Sous prétexte que, sous la loi Française, un barrage de moins de 15m de haut ne nécessitait pas l’obligation de chercher à connaitre l’étendue des dégâts que pourrait occasionner l’effondrement de ce barrage, aucune étude poussée  des risques n’a été effectuée. Quel crédit accorder alors  aux études de LIBANCONSULT? Il est  facile de se dissimuler derrière une fausse interprétation de la règlementation française quand on n’a que des paramètres fantaisistes à fournir pour une simulation par ordinateur.
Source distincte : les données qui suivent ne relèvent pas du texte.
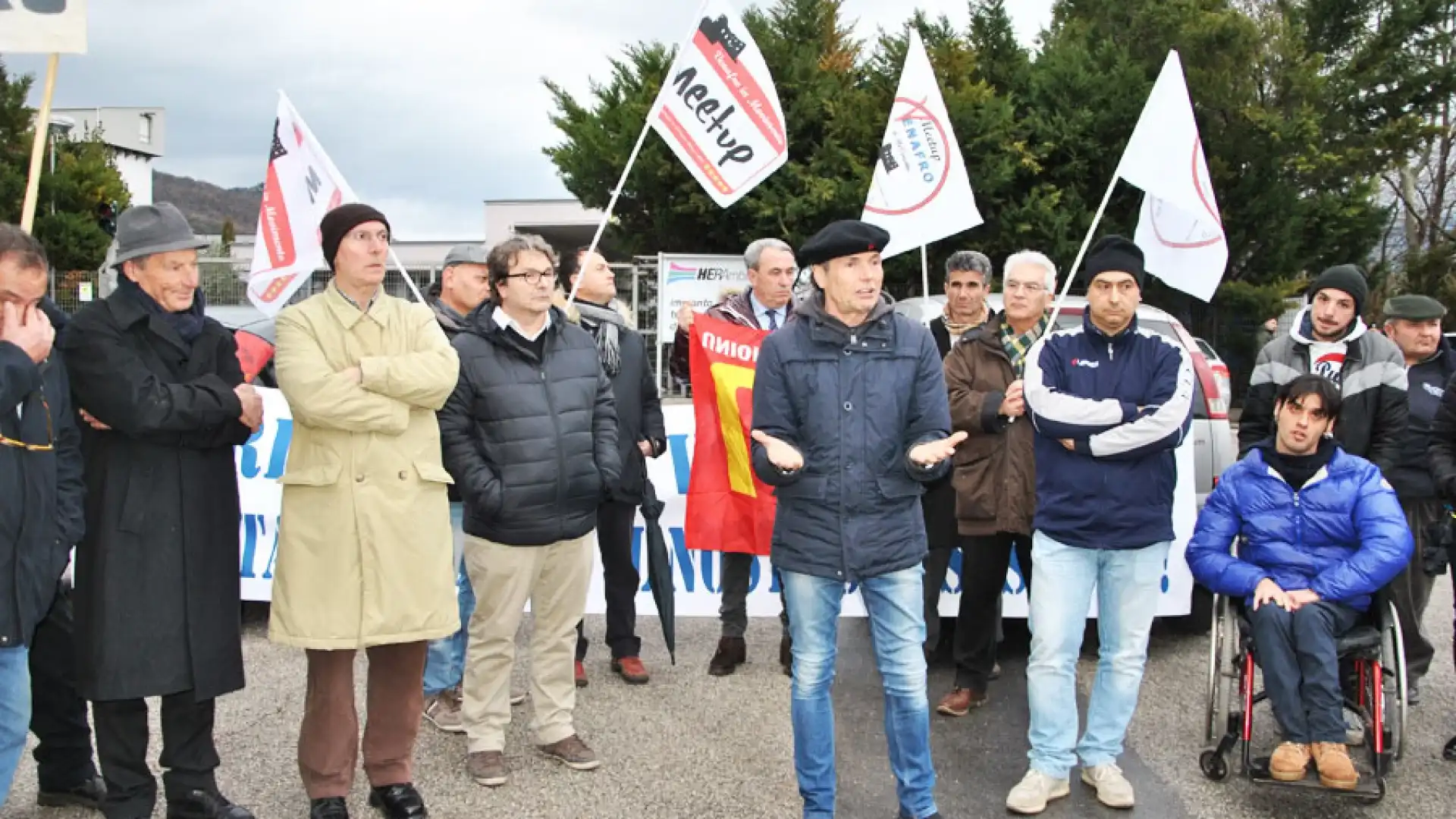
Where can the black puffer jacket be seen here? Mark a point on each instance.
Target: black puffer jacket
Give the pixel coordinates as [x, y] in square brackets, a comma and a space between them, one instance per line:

Les différentes parties impliquées connaissent  parfaitement le danger puisqu’il a été repondu à deux reprises  aux membres du comité de la municipalité de Hammana : « Mais que vous importe le devenir de ce mur? Vous serez tous morts à Hammana du fait du séisme ! ». Face aux cris indignés, le Consultant répondit du tac au tac qu’il y aurait un déferlement d’eau de 7,5 mètres de haut pendant 15 minutes.

D’autre part, Libanconsult et le CDR ont vigoureusement refusé  de faire les sondages, nécessairement obligatoires, dans les deux flancs de la vallée afin de déterminer la résistance à l’entrainement vers la mer en cas de déferlante. Pourtant ces flancs sont en perpétuel glissement et les maisons qui les surplombent sont souvent fissurées.  Le ministère de l’Eau et de l’Energie le sait très bien puisque c’est lui qui accorde les aides financières aux riverains dont les murs ne cessent de se fissurer et les terrains de glisser.

Une négligence criminelle du danger potentiel du béton bitumineux

Selon Libanconsult, « Le  béton bitumineux comme organe d’étanchéité pour l’eau potable » couvrira le bassin de retenue et le mur du barrage. L’innocuité douteuse de cette substance, utilisée jusqu’à il y a quelques années, a été remise en question y compris en Angleterre, au point qu’en 2011 l’Union Européenne a confié à quatre pays, la France, la Hollande, l’Allemagne et l’Angleterre l’étude approfondie, non achevée encore, des conséquences de cette substance sur la santé et l’environnement. En attendant les conclusions de cette etude, l’emploi de ce produit pour l’eau potable a été suspendu en application du « principe de précaution ».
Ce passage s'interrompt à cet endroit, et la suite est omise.